The primary lesson of our interviews with those doing Welfare Leavers Studies is that institutional factors can contribute enormously to the success or failure of an effort to use administrative data:
- Support agency staff who can make the case for research uses of administrative data. There is a large and growing infrastructure to protect data, but there is no corresponding effort to support staff who can make the case for research uses of administrative data. Without such staff, agencies may find it much easier to reject data requests, even when they are justified on legal and practical grounds.
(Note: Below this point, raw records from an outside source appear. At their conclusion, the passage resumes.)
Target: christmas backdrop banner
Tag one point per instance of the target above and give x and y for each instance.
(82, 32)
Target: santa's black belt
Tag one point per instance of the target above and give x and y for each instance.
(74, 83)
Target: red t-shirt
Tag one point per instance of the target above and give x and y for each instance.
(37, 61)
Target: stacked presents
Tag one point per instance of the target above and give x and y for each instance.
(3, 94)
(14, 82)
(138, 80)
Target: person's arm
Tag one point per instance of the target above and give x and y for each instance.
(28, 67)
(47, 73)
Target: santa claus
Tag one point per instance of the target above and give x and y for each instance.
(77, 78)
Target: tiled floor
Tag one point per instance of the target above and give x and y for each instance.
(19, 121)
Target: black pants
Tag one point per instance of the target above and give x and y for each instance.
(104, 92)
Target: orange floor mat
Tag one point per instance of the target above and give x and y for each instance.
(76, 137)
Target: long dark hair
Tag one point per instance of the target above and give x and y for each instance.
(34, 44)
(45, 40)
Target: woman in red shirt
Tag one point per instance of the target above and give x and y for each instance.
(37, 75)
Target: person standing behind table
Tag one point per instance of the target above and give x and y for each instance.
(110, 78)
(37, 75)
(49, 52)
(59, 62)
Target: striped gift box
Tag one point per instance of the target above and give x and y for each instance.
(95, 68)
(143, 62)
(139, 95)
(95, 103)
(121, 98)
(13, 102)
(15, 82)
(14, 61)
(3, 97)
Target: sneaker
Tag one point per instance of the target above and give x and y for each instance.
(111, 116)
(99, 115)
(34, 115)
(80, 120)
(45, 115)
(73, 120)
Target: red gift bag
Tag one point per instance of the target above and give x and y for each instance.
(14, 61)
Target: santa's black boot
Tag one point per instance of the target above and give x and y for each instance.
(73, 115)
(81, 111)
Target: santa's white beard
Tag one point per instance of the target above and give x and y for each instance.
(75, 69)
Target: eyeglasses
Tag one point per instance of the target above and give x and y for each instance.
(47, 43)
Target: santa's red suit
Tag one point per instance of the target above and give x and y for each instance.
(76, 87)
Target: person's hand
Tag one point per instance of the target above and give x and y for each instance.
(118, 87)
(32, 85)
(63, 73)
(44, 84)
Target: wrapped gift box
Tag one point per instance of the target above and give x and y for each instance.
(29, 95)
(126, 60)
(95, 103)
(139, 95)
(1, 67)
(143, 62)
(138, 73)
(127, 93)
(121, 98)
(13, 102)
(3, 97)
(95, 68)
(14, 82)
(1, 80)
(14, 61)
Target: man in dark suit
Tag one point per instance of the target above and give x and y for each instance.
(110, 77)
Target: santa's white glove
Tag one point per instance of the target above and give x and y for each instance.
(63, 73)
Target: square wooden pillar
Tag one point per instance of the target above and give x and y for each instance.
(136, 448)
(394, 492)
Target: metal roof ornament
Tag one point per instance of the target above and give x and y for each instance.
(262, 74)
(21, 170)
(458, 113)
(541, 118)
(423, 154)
- Support the creation of state data archives and data brokers who can facilitate access to administrative data. One way to get a critical mass of people who can help researchers is to develop data archives and data brokers whose job is to collect data and make the data available within the agency and to outside researchers. In our presentation of Data Access Principle 5, we described several models for what might be done to create central clearinghouses that negotiate and assist in legal and technical issues related to data access. A data archive or data warehouse stores data from multiple state agencies, departments, and divisions. In some cases, an archive matches the data and provides data requesters with match-merged files. In other cases, data archives provide a place where data from multiple agencies are stored so that data requesters can obtain the data from one source and match it for themselves. Data brokers do not actually store data from other agencies but "brokers" or "electronically mines" data from other agencies on an ad hoc or regular basis. These organizations then perform analyses on the data and report results back to the requesting agency. The data are stored only temporarily at the location of the data broker, before being returned to the providing agency or destroyed.
- Support the creation of university-based research data centers. Another model worth exploring is university-based research data centers modeled after the Census Bureau's Research Data Centers. These centers, located around the country, provide a site where researchers can use nonpublic Census data to improve the quality of census data by getting researchers to evaluate new ways to push the data to their limits. The centers are locked and secure facilities where researchers can come to work on microdata, but only after they have developed a proposal indicating how their work will help to improve the data and signed a contract promising to meet all the obligations to protect it required of Census Bureau employees. Once they have passed these hurdles, they can work with the data in the CRDC facility, but they can only remove output once it has undergone disclosure analysis from an on-site Census Bureau employee. A similar model could be developed for administrative data.
- Use contract law to provide licenses and criminal and civil law to provide penalties for misuse of data. Licensing arrangements would allow researchers to use data at their own workplace. Researchers would describe their research and justify the need for restricted data, identify those who will have access to the data, submit affidavits of nondisclosure signed by those with this access, prepare and execute a computer security plan, and sign a license agreement binding themselves to these requirements. Criminal penalties could be invoked for confidentiality violations. This model would work especially well for discouraging matching in cases where unique identifiers, but not all key identifiers, have been removed from the data.